#ReadingBlackout: 4 Great Books on Black Music

Little free library 2

This black history month, UIP is joining the #ReadingBlackout challenge and we want you to too! The Reading Blackout challenge was created by YouTuber Denise D. Cooper and it’s a call to prioritize reading books by African American authors during 2018. To celebrate the #ReadingBlackout challenge we’ll be releasing reading lists all month long and adding the books to our Little Free Library at the Illini Union! This list is just a teaser for the black history books we’re adding to our Little Free Library this week, so make sure to stop by and check out the rest! You can check out past lists here.

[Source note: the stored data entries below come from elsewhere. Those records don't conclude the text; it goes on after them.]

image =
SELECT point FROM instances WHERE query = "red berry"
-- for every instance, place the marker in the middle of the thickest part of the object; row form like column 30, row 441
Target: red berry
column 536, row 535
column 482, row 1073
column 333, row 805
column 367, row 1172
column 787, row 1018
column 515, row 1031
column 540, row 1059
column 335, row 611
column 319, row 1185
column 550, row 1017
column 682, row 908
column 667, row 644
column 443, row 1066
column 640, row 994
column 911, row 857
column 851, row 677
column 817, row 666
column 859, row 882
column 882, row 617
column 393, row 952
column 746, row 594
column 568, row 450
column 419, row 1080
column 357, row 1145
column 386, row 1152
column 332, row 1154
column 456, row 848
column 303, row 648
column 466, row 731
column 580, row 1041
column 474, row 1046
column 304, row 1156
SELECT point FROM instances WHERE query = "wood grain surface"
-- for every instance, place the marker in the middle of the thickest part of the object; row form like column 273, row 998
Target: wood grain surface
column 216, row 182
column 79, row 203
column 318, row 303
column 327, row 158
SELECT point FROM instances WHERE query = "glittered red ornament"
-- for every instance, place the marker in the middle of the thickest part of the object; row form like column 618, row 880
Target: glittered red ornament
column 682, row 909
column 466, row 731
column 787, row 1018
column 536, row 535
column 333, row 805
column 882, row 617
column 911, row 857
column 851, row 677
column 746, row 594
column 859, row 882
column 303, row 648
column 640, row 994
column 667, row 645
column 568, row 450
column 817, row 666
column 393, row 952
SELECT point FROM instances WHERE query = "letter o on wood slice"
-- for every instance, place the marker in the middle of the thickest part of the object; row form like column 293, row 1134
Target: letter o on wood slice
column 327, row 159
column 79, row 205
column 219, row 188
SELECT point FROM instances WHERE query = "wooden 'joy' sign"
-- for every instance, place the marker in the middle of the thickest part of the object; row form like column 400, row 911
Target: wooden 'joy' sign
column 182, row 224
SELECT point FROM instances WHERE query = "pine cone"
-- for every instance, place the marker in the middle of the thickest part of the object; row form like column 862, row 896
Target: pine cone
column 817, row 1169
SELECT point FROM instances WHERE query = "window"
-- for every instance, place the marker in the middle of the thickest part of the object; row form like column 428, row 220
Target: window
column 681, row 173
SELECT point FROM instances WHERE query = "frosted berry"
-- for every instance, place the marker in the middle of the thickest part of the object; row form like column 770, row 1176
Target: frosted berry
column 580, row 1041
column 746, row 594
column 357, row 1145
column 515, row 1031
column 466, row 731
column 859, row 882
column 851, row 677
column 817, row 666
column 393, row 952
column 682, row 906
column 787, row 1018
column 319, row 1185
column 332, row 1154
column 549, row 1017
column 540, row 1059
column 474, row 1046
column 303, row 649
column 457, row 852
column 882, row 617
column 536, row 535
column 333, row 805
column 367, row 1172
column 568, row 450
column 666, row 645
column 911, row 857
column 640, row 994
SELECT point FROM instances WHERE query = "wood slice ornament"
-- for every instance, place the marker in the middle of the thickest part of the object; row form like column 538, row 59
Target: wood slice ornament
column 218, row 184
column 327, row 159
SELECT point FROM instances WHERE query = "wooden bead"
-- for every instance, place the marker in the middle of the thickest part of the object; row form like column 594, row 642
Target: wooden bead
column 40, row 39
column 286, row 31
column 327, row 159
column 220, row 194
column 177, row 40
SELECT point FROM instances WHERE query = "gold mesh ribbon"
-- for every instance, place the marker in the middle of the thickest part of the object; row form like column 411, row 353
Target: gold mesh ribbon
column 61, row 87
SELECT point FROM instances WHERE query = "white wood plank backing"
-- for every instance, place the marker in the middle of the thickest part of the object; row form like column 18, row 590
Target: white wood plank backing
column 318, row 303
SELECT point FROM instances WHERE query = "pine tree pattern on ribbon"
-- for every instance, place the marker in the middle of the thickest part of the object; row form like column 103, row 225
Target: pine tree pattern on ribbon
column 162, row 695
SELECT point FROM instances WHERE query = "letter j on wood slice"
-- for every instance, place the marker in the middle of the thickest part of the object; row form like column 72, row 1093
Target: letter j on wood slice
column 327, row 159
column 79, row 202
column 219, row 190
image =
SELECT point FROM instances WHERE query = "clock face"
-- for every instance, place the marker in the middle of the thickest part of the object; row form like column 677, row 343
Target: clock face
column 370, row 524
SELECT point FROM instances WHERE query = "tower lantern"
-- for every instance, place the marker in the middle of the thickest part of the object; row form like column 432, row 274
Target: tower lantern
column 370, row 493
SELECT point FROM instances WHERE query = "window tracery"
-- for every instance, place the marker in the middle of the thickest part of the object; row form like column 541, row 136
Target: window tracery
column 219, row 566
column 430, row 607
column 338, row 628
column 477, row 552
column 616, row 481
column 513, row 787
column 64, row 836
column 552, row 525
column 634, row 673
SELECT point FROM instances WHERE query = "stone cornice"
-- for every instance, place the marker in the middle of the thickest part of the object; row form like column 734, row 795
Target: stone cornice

Here are 4 more books to add to your 
#ReadingBlackout list:

Ring Shout, Wheel About: The Racial Politics of Music and Dance in North American Slavery




Katrina Thompson shows how traditional dances evolved into nineteenth-century minstrelsy and, ultimately, raises the question of whether today’s mass media performances and depictions of African Americans are so very far removed from their troublesome roots.



African American Concert Dance:  The Harlem Renaissance and Beyond 






John Perpener examines the politics of racial and cultural difference and their impact on these early African-American dance leaders. In particular, he documents the critical reception of their work, detailing the rigid preconceptions of African American dance that white critics imposed on black artists.





Blues all day long: The Jimmy Rogers Story 





Wayne Goins mines seventy-five hours of interviews with Rogers’s family, collaborators, and peers to follow a life spent in the blues. Goins’s account takes Rogers from recording Chess classics to playing Chicago clubs to a late-in-life renaissance that included new music, entry into the Blues Hall of Fame, and high-profile tours with Eric Clapton and the Rolling Stones.



Black Women & Music: More Than The Blues 




In contradistinction to a compilation of biographies, Eileen Hayes and Linda Williams critically illuminate themes of black authenticity, sexual politics, access, racial uplift through music, and the challenges of writing (black) feminist biography. Black Women and Music is a strong reminder that black women have been and are both social actors and artists contributing to African American thought.